Ethics and research councils


What is the relationship between sponsors of research and its ethical conduct? The research councils that distribute funding now play a key role in ensuring that research is subject to ethics review and that ethical standards are maintained. In this section we consider the relationship between the sponsors of research and its ethical conduct.
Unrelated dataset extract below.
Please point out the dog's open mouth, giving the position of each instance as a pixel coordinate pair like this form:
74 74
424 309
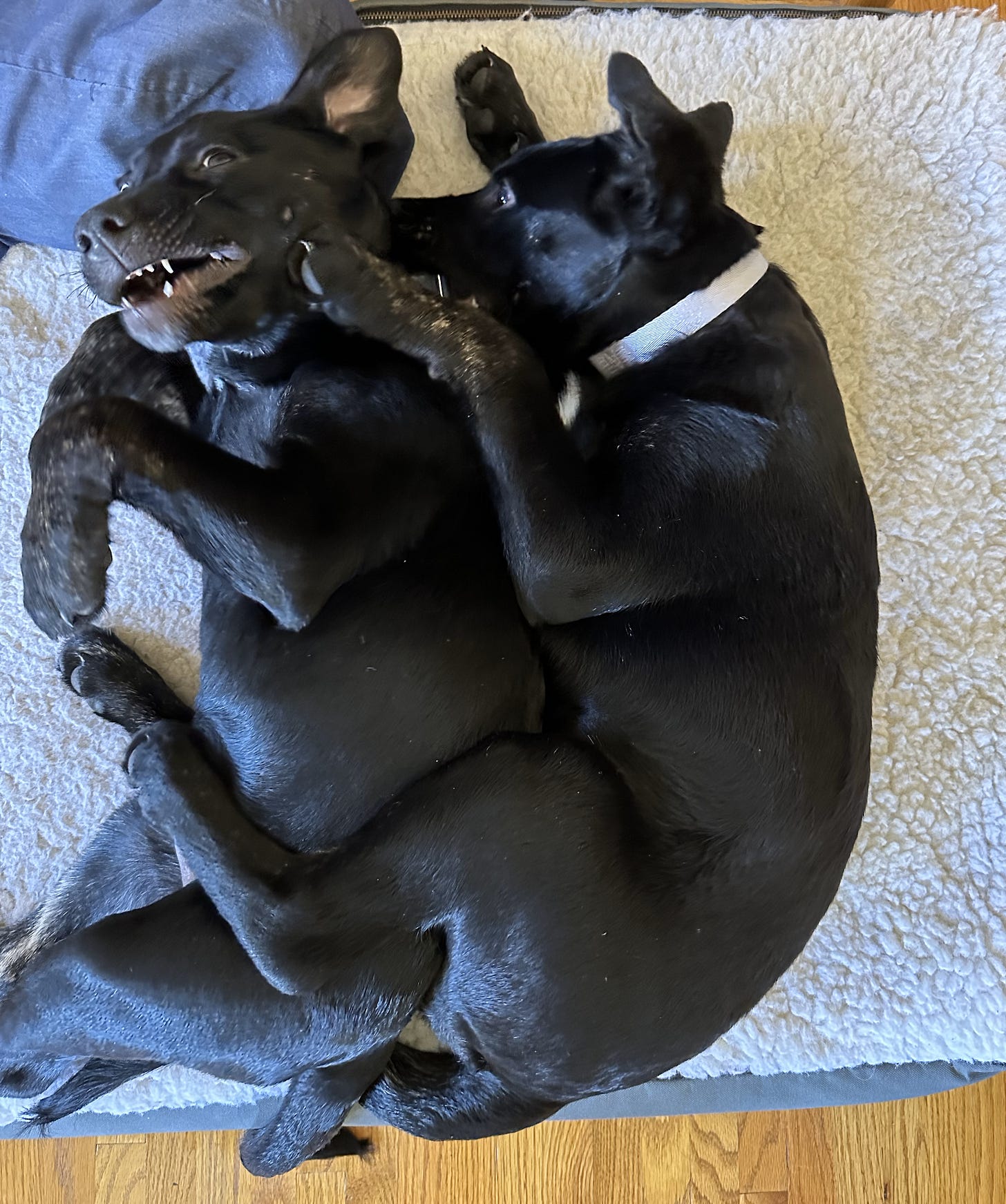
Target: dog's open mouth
173 285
One of the ways in which anticipatory ethics review in the social sciences has become more visible to researchers is its inclusion in the governance requirements of the sponsors and funders of research. In the UK, the Economic and Social Research Council introduced its Ethics Framework in 2005 which was later updated as the Framework for Research Ethics in 2015. The document begins with a high-level statement:

The Economic and Social Research Council (ESRC), in facilitating innovative and high quality research, expects that the research we support will be carried out to a high ethical standard. By establishing the Framework for Research Ethics (FRE) we confirm our commitment to a process of regular review through consultation with the research community and stakeholders, to ensure ethical standards reflect changing scientific agendas and policy developments
ESRC Framework for Research Ethics, 2015

Compliance with the Framework for Research Ethics’ (FRE) requirements is made more likely given that ethical approval is now part of the grant allocation approval process. Funds will not be released unless appropriate ethics review has been undertaken. This requirement places both researchers and the research organisations within which they operate, under considerable pressure to ensure that review mechanisms are in place and they are made proper use of. In a move which echoed earlier developments in the US, British universities found themselves replicating REC oversight of research across a wide range of disciplines. As Dingwall (2008) and Hedgecoe (2008) have argued, in this role there is a tendency for universities to off load governance issues onto ethics review procedures in the interest of reputation and risk management. The establishment of the FRE also placed the ESRC in a more salient position as the general manager and overseer of UK social science research (Savage, Bradley, & Smith, 2011).

To support its research governance requirements the ESRC has put considerable effort into providing its own support and guidance. The material available of the ESRC’s website is now extensive. The centrepiece of these efforts is the FRE guidelines which has grown into a comprehensive document which covers the range of disciplines that are funded by the ESRC. It is a helpful document but one that sometimes reads as if it is written for a researcher operating somewhere in between psychology and medicine. For this reason, it can be a little alarming when a project with ethnographic intentions is considered alongside it. However, it is important to remember that the ESRC are also open to disciplinary variation and moreover, keen to preserve it. Ethnographic approaches are very much part of this variation:

Research paradigms differ between disciplines and a ‘one size fits all’ approach is not always appropriate. Application forms and procedures should be kept as brief as possible and could be tailored to the requirements of particular disciplines.
ESRC Framework for Research Ethics, 2015,14

The establishment of the FRE in relation to research has been further consolidated by its linkage to QAA requirements in the form of benchmarking statements which encompass the training of doctoral students.

Bibliography

Dingwall, Robert (2008) The ethical case against ethical regulation in humanities and social science research. 21st Century Society, 3 (1), pp. 1-12.

ESRC (Economic and Social Research Council) (2015) ESRC Framework for Research Ethics,  Accessed 07/07/18, retrieved from: https://esrc.ukri.org/files/funding/guidance-for-applicants/esrc-framework-for-research-ethics-2015/

Hedgecoe, A. M. (2008). Research ethics review and the sociological research relationship. Sociology 42(5), pp. 873-886.

Savage, M., Bradley, H. and Smith, D. (2011) Symposium on the ESRC, BSA, and HAPS international benchmarking review of UK sociology. The Sociological Review, 59(1), pp.149-164.